Minamo and Lawrence English: A Path Less Travelled
ROOM40

That the title of this collaborative effort between Minamo and Lawrence English indirectly references Robert Frost's poem “The Road Not Taken” shouldn't be seen as an arbitrary gesture. It's not so much that the recording travels down paths heretofore unexplored by its respective creators so much that it does so with five explorers on board rather than just Minamo—Keiichi Sugimoto (guitar), Yuichiro Iwashita (acoustic guitar), Namiko Sasamoto (keyboards), and Tetsuro Yasunaga (electronics and objects)—or English (bass, harmonium, field recordings, electronics) traveling separately.

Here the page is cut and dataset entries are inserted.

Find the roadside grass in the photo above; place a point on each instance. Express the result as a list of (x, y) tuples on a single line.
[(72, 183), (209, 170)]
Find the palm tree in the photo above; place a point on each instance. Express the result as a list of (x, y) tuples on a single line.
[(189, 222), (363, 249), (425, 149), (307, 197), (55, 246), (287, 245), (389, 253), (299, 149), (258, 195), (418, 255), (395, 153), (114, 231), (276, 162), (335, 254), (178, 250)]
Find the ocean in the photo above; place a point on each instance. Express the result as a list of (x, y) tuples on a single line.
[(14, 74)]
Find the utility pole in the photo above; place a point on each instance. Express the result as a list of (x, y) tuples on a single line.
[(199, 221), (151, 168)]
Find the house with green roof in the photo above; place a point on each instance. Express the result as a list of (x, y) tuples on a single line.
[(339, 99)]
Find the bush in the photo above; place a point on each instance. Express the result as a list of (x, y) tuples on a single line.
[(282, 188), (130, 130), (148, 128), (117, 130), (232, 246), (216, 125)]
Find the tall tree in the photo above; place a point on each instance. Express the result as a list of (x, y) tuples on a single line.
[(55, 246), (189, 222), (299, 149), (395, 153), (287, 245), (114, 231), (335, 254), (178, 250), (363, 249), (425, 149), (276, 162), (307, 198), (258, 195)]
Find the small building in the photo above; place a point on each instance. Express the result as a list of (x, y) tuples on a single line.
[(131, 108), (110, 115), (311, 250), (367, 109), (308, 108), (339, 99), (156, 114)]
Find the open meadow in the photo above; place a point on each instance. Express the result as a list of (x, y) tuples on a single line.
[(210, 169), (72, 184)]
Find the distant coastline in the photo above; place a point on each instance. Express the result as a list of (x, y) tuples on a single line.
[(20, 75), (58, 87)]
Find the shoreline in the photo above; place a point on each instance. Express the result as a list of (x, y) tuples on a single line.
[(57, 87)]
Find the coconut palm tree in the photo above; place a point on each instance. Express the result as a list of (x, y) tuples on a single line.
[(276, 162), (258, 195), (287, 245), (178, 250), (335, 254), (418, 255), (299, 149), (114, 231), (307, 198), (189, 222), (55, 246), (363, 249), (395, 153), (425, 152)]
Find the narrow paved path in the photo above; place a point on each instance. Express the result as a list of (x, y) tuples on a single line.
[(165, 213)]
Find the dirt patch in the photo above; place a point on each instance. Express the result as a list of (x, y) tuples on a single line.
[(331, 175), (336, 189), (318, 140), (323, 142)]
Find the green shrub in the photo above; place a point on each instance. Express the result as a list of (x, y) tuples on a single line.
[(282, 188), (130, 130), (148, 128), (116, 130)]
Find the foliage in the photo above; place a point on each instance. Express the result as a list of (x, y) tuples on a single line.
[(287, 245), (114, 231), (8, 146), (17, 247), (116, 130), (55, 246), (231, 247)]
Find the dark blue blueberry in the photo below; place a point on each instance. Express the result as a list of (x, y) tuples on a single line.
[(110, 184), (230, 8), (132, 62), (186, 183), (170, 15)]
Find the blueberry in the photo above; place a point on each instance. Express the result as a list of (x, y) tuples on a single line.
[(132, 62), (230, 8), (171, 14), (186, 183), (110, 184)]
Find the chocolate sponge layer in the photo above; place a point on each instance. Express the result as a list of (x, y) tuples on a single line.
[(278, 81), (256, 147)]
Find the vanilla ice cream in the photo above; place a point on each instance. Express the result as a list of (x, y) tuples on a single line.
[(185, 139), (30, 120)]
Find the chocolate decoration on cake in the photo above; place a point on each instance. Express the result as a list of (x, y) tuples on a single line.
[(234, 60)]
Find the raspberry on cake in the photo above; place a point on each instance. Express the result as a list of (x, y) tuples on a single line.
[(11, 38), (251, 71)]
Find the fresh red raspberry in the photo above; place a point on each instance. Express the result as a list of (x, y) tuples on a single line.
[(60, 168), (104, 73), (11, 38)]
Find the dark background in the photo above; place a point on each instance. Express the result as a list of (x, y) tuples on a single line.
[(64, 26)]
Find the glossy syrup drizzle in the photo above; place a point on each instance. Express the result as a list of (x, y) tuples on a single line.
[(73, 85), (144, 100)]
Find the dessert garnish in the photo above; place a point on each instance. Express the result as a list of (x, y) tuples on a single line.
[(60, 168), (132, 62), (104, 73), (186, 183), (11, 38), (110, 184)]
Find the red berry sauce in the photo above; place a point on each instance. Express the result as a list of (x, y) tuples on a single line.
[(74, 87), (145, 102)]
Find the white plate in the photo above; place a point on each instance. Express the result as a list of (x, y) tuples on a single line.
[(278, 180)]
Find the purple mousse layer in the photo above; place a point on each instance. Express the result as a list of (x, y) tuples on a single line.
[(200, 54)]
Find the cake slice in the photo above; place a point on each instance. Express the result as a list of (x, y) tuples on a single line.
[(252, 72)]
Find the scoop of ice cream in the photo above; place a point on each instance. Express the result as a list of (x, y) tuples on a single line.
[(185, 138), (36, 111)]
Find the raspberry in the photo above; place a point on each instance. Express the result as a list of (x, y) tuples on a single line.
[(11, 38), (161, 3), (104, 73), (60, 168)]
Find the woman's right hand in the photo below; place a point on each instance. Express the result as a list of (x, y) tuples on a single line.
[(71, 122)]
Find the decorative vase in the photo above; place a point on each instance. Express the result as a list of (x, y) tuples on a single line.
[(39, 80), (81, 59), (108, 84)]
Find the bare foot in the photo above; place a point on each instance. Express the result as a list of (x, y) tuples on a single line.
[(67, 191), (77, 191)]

A Path Less Travelled exudes an overall sense of languor and is characterized by a restrained yet rich usage of texture. Recorded and produced in Tokyo and Brisbane, the album's five pieces were shaped and edited during a methodical two-year production process, with the five contributors carefully refining the individual pieces' sound worlds. The opening setting, “The Path,” exudes a becalmed, pastoral ambiance redolent of the creators' respective home bases. During its hypnotic ten-minute duration, a metronomic acoustic guitar pattern anchors the fragments of electric guitar and percussion that punctuate the track's swelling harmomium drone. “Glimmer” plunges into murkier territory by interlacing the crackling ripples of vinyl static with dissonant tones, bleating woodwinds, and nightmarish electronic noises. In contrast to the darkness enveloping “Glimmer,” “Springhead” finds voice elements and harmonium tones slowly blossoming like a blissful spring awakening. A brief cacophanous flourish inaugurates the track's second half wherein guitars, electronics, and brass unite in majestic union as they undertake a collective stately ascent. “Springhead” proves to be the album's most ear-catching track for the way in which it so methodically navigates its pathways during the track's seventeen-minute runing time. The album ends with “Fireworks,” which is filled with exuberant guitar strums, piano runs, and, yes, fireworks. The accompanying press info indicates that English manipulated sketches Minamo provided to him, but the parties don't appear as separate entities within the mix, though one could separate the one from the other, given the provided instrument credits. But on purely sonic grounds, their contributions meld together to form settings that render geographical separation and individuating production strategies irrelevant.